Over tears, they covered her in the moss, and covered her body with the earth.
And here, just a stone’s throw distance from a rock cliff overlooking Lake Livingston, two bronze lions guard the grave of Marjorie Haw Russell, a woman who died but whose memory will live on.
Russell, 91, died Sunday, May 27, at 9:30 p.m., and in line with her wishes, was buried less than 12 hours later as the sun rose over Lake Livingston.
Her body was placed in an open grave as part of what’s become known as a green burial, a foreign process to some, but one her son, George Russell, said is in line with his mother’s environmentalist nature.
“It is an experience, since I have only one mother, that thankfully I will have to endure only once in my lifetime,” Russell said, staring out over the mound of dirt topped with a red geranium and a dogwood tree planted at the head of her grave, a request she made in her final words.
In death, as in life
The Green Burial Council, a non-profit organization that has established guidelines for the natural burials, calls a green burial one that “encourages sustainable and ethical practices.”
And this is something Russell said his mother believed in.
“Her life is a perpetual legacy to the future of, not only Texas and the U.S., but to the entire biosphere that keeps us all alive,” Russell said.
In her lifetime, Marjorie and her husband, Kenneth, have set aside hundreds of acres of land in San Jacinto and Walker counties to serve as nature sanctuaries.
And 10 acres of that land is the Russell Family Cemetery, the only family-owned eco-cemetery in the nation.
“It’s what she wanted,” Kenneth Russell said.

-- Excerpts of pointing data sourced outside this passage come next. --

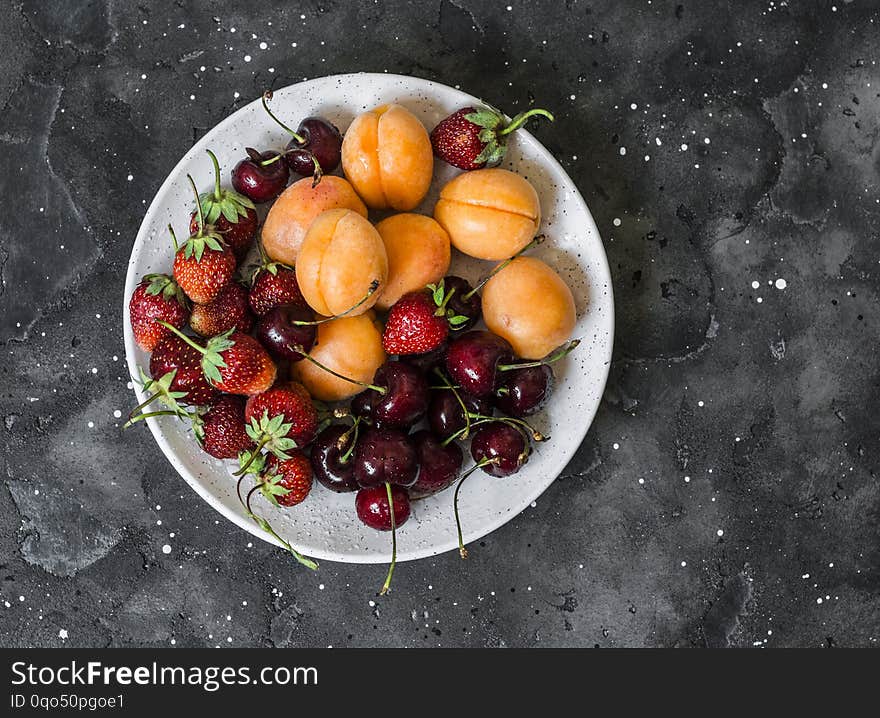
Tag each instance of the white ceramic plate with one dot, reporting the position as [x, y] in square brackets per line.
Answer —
[325, 525]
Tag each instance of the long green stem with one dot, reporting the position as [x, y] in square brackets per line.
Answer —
[462, 551]
[267, 95]
[217, 190]
[523, 117]
[387, 585]
[554, 356]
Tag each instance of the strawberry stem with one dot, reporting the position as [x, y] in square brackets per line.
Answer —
[387, 585]
[267, 95]
[201, 214]
[374, 285]
[553, 356]
[534, 243]
[462, 551]
[299, 349]
[522, 118]
[217, 190]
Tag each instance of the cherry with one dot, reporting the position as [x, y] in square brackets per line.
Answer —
[385, 456]
[231, 214]
[405, 399]
[260, 177]
[373, 507]
[523, 392]
[446, 415]
[286, 330]
[473, 358]
[333, 457]
[464, 302]
[315, 148]
[438, 464]
[500, 449]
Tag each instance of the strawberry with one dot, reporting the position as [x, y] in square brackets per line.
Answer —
[419, 322]
[158, 296]
[174, 354]
[285, 412]
[287, 482]
[473, 138]
[272, 285]
[221, 431]
[235, 363]
[231, 214]
[228, 311]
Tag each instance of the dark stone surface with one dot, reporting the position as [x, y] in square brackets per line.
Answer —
[747, 411]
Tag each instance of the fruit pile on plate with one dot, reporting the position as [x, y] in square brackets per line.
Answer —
[346, 352]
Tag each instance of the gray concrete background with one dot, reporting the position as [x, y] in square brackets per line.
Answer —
[727, 490]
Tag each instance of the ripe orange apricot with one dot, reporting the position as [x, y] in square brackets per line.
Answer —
[418, 254]
[530, 306]
[351, 346]
[387, 156]
[341, 255]
[294, 211]
[489, 213]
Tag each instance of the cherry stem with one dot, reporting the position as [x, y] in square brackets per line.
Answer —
[353, 433]
[147, 415]
[374, 285]
[467, 414]
[553, 356]
[173, 237]
[522, 118]
[267, 95]
[267, 527]
[198, 204]
[299, 349]
[462, 551]
[183, 336]
[387, 585]
[534, 243]
[254, 454]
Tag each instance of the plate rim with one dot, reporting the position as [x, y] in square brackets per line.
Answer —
[404, 555]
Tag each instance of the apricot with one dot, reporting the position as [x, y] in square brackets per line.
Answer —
[530, 306]
[490, 213]
[351, 346]
[294, 211]
[418, 254]
[341, 255]
[387, 156]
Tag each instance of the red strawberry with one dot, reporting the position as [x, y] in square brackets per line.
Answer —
[288, 406]
[470, 138]
[231, 214]
[156, 297]
[287, 482]
[228, 311]
[174, 354]
[235, 363]
[419, 322]
[274, 284]
[221, 432]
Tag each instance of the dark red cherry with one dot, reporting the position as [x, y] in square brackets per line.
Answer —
[445, 415]
[464, 302]
[439, 465]
[260, 177]
[472, 361]
[374, 510]
[405, 400]
[319, 141]
[503, 448]
[333, 458]
[385, 455]
[523, 392]
[278, 332]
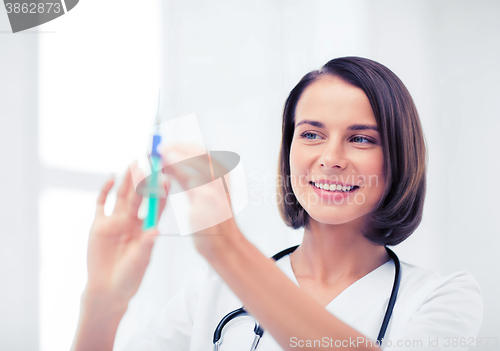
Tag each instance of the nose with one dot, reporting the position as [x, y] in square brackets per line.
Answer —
[333, 156]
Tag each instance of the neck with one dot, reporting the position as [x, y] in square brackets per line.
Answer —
[332, 253]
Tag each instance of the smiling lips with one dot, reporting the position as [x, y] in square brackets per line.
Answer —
[334, 187]
[333, 191]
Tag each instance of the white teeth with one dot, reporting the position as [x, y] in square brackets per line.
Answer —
[334, 187]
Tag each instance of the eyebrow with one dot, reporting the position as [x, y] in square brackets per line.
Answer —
[353, 127]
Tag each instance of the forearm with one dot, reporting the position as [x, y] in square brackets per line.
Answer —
[98, 323]
[282, 308]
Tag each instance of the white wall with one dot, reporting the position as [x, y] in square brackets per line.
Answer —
[19, 198]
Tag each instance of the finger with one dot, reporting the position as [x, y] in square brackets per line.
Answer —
[101, 199]
[121, 196]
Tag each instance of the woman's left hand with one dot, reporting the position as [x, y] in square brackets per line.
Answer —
[210, 214]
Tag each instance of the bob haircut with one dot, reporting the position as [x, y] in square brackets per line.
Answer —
[399, 211]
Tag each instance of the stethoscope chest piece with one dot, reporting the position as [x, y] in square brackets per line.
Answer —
[240, 312]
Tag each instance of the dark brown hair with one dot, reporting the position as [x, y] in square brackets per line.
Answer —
[399, 211]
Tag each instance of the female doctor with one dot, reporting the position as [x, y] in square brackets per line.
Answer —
[352, 174]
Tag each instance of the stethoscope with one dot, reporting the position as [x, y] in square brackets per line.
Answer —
[259, 331]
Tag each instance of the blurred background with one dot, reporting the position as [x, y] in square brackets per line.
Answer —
[78, 97]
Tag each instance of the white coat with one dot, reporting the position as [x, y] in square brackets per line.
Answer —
[430, 311]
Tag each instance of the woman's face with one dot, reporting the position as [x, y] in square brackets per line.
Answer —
[336, 143]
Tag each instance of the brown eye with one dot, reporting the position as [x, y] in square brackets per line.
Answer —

Green burials are different from traditional funerals in two major ways: bodies are not embalmed and no vault is used.
In some instances, a wicker or pine coffin can be used, but most often the body is wrapped in a natural fiber blanket and placed directly into the ground and covered with soil.
The goal of green burials, according to the council, is to have as little economic impact on the environment as possible.
While not a new process, green burials have come into the limelight after the first commercial eco-cemetery was established in 1998 in South Carolina.
Green burials are significantly different because of the reduced environmental impact they have, according to the council.
In fact, statistics compiled from the Casket and Funeral Association of America and Cremation Association of North America, show more than 104,000 tons of steel, 2,700 tons of copper and bronze, more than 1.6 million tons of concrete and 827,060 gallons of formaldehyde are buried each year through traditional burials.
These non-biodegradeable substances collect and, in some instances, can contaminate groundwater sources and nearby water reserves.
With green burials, the council says, the amount of non-biodegradable material introduced into the earth is none. “I’ve talked to a couple thousand consumers over the last four years, and I know what’s driving them (to look into green burials),” said Joe Sehee, executive director of the council. “Allowing people to feel as though their last act on earth contributes to a positive purpose connects them in an almost religious way to this concept. It makes people’s eyes sparkle.”
Most burial grounds are not landscaped, left to grow naturally with as little impact to the environment as possible, including minimal use of excavation tools to dig the grave.
After Marjorie Russell’s body was placed into the grave, friends took a shovel and covered her.
“It was a very personal experience,” George Russell said. “To me, the artificial nature of the modern burial … is much less human than when the family can gather around the person who has died.”